5. The 3D printer of claim 4, wherein the liquid material comprises a plurality of liquid materials having different properties filled in the plurality of spaces in the cartridge, respectively.

6. The 3D printer of claim 5, wherein the ejection hole comprises a plurality of ejection holes connected to the plurality of spaces, respectively and disposed in different positions on the storage part.

7. The 3D printer of claim 3, wherein the liquid material supply unit further comprises a pressing unit configured to press the pressing plate disposed in the cartridge for ejecting the liquid material filled in the cartridge.

8. The 3D printer of claim 1, wherein the liquid layer-forming unit comprises a recoater blade configured to reciprocate to form the liquid layer having a predetermined thickness on the work holder by sweeping the liquid material stored in the storage part.

9. The 3D printer of claim 8, further comprising a waste box configured to collect the liquid material remained after forming the liquid layer by the recoater blade, the waste box disposed at one side of the 3D shaping unit.

10. A three-dimensional (3D) printer cartridge to be disposed in a 3D printer, the 3D printer cartridge comprising:

a liquid material supply unit having an ejection hole configured to allow a liquid material to be ejected upward and a storage part which is connected to the ejection hole and in which the ejected liquid material is stored;

a liquid layer-forming unit configured to form a liquid layer for 3D shaping by moving the liquid material stored in the storage part to work holder on which a shaping beam is to be irradiated; and

a 3D shaping unit configured to perform the 3D shaping by irradiating the liquid layer formed on the work holder with the shaping beam,

wherein the cartridge is filled with the liquid material, one side of the cartridge is the storage part, and the ejection hole communicates with the one side.

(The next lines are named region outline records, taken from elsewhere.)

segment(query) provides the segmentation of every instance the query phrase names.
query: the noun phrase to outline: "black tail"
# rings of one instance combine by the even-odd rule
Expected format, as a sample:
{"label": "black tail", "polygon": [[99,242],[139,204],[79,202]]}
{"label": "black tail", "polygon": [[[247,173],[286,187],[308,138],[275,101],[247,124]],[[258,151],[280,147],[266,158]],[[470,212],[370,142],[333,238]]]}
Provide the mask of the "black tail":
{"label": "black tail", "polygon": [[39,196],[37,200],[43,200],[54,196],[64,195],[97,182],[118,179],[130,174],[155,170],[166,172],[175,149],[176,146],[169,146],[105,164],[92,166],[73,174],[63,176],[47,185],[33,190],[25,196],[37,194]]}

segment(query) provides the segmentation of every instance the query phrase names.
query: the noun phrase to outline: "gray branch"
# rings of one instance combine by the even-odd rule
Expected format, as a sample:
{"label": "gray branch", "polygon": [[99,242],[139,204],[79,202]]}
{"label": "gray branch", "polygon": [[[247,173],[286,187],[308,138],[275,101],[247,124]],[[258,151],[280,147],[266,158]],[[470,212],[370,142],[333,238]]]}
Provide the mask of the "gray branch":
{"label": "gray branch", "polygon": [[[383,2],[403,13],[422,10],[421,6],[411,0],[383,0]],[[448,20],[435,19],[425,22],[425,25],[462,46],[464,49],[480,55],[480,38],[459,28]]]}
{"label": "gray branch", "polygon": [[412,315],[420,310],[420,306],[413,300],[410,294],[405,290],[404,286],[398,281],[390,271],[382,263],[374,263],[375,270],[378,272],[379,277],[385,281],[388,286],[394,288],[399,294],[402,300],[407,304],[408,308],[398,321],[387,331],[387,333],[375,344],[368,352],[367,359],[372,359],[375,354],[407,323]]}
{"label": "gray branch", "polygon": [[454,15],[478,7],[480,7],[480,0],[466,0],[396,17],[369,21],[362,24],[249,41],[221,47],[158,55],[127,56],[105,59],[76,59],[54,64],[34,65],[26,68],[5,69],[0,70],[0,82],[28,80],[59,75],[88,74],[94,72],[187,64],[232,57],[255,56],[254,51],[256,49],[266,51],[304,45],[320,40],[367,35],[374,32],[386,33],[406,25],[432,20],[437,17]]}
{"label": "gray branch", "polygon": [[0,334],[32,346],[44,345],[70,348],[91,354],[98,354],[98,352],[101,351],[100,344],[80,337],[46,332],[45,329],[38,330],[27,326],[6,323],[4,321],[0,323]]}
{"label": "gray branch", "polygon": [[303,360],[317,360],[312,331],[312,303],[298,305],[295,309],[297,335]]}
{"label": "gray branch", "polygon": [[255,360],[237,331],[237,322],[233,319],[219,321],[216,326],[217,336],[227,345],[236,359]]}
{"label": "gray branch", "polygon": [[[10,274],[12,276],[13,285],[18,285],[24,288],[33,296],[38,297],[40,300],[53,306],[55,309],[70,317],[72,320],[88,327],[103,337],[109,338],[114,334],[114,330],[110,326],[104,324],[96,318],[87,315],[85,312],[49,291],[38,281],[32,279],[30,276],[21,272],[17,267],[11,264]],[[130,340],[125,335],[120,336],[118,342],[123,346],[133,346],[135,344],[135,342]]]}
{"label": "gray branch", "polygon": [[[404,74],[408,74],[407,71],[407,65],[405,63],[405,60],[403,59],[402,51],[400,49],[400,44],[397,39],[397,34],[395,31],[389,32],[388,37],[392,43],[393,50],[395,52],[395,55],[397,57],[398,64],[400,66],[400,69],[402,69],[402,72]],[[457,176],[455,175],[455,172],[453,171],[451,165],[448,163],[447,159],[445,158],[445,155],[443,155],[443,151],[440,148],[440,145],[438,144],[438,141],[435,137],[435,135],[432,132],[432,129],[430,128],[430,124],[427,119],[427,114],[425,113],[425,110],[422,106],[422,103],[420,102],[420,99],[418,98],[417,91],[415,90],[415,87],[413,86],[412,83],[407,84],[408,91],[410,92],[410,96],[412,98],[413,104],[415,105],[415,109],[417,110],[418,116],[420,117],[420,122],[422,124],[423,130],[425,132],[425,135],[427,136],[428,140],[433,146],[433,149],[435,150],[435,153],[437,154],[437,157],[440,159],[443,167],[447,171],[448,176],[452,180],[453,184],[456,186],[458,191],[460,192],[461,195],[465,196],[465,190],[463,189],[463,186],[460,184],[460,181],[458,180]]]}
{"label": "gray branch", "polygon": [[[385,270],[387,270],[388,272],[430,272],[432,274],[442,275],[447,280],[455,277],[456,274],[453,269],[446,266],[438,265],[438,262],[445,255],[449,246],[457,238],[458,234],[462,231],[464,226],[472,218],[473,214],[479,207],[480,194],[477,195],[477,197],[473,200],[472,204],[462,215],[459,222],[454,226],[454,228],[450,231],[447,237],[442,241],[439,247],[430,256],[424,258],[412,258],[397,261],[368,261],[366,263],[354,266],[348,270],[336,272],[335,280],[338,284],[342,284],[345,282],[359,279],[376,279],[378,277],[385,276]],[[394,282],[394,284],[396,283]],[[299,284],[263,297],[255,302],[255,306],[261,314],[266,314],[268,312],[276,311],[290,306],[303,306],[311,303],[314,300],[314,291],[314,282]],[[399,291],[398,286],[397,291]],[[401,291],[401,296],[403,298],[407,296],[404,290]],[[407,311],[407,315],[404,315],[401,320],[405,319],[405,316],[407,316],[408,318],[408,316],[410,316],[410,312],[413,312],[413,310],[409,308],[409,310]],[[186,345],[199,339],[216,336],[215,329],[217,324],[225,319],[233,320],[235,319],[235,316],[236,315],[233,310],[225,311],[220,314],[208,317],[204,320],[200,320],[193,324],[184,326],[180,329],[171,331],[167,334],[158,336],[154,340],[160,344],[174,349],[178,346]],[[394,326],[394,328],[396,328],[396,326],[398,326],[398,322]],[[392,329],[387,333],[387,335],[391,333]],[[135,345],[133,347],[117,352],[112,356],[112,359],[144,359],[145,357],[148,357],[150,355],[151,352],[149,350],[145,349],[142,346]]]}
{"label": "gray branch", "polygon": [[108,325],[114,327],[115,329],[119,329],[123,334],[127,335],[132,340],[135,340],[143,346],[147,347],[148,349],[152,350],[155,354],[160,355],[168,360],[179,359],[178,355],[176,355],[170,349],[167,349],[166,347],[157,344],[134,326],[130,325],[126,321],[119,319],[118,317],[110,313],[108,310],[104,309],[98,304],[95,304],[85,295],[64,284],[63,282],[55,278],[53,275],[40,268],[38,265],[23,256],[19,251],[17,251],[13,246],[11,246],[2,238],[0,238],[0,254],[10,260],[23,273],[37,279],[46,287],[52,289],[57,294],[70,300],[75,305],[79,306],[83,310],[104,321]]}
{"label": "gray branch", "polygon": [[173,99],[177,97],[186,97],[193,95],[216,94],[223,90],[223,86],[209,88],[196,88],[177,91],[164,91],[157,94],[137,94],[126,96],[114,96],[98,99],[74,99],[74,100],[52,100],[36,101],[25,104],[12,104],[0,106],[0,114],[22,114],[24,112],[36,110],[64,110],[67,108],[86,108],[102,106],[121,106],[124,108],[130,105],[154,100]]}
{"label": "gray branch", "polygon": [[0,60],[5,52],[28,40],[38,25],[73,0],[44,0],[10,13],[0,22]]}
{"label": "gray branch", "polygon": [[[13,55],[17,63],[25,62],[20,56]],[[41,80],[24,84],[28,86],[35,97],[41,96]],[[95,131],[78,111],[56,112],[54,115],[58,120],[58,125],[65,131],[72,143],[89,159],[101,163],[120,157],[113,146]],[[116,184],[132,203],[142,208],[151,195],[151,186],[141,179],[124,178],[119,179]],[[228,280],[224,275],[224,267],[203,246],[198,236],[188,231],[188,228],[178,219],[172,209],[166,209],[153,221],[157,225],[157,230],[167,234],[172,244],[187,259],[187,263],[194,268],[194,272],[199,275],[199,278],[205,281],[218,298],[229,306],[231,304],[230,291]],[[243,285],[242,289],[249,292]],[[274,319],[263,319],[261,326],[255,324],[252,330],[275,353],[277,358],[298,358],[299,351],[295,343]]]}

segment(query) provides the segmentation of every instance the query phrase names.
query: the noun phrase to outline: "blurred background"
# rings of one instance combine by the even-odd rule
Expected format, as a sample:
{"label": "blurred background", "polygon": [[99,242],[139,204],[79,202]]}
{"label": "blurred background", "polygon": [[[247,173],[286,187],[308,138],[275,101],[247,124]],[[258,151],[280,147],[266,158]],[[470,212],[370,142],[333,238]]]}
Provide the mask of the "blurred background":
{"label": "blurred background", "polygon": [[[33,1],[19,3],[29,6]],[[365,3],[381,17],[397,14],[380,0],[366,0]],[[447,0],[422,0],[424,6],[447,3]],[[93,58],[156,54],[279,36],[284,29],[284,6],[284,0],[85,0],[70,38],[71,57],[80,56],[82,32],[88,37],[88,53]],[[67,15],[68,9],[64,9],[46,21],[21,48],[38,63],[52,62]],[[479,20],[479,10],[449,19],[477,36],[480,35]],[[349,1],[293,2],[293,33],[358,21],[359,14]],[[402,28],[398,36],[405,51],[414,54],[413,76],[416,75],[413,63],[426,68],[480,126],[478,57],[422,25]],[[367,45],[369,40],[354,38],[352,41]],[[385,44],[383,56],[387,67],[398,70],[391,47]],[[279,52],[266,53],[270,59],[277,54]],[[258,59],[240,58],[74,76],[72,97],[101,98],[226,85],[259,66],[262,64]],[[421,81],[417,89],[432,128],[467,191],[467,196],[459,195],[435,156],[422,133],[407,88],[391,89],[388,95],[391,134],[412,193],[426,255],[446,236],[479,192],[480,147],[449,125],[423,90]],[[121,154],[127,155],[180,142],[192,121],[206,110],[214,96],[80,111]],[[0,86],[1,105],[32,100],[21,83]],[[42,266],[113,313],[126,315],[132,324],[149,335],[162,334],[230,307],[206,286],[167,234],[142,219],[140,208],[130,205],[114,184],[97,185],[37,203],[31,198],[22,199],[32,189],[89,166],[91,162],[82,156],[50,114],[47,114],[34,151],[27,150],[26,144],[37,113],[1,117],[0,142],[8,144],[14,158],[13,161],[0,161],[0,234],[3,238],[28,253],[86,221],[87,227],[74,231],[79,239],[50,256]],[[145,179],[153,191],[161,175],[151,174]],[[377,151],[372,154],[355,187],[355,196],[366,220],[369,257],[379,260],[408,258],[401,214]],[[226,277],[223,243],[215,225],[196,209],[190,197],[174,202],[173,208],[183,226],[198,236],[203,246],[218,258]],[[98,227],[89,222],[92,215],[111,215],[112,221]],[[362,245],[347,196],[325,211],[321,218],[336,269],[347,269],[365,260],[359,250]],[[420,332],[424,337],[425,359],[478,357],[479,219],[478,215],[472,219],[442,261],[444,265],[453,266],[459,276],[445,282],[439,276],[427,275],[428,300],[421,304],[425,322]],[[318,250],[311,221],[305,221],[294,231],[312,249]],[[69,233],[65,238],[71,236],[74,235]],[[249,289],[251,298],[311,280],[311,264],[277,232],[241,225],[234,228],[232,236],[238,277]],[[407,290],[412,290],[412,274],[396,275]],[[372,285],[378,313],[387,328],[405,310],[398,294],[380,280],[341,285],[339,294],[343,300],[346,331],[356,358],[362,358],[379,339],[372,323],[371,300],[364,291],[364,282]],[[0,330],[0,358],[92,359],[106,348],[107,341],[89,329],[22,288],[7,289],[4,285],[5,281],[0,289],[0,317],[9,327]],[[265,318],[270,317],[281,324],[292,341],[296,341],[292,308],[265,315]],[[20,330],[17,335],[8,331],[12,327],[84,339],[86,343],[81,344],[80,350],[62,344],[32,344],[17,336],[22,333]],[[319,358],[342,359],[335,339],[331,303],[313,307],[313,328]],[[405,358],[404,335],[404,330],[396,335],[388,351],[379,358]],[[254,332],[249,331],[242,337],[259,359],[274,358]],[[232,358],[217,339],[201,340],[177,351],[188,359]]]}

11. The 3D printer cartridge of claim 10, wherein the liquid material supply unit further comprises a pressing plate configured to press the liquid material filled in the cartridge and disposed in the cartridge, and the liquid material is ejected through the ejection hole when the liquid material filled in the cartridge is pressed by the pressing plate.

12. The 3D printer cartridge of claim 11, wherein an inside of the cartridge is divided into a plurality of spaces, and the pressing plate comprises a plurality of pressing plates disposed in the spaces, respectively.

13. The 3D printer cartridge of claim 12, wherein the liquid material comprises a plurality of liquid materials having different properties filled in the plurality of spaces in the cartridge, respectively.

14. The 3D printer cartridge of claim 13, wherein the ejection hole comprises a plurality of ejection holes connected to the plurality of spaces, respectively, and disposed in different positions on the upper side of the cartridge.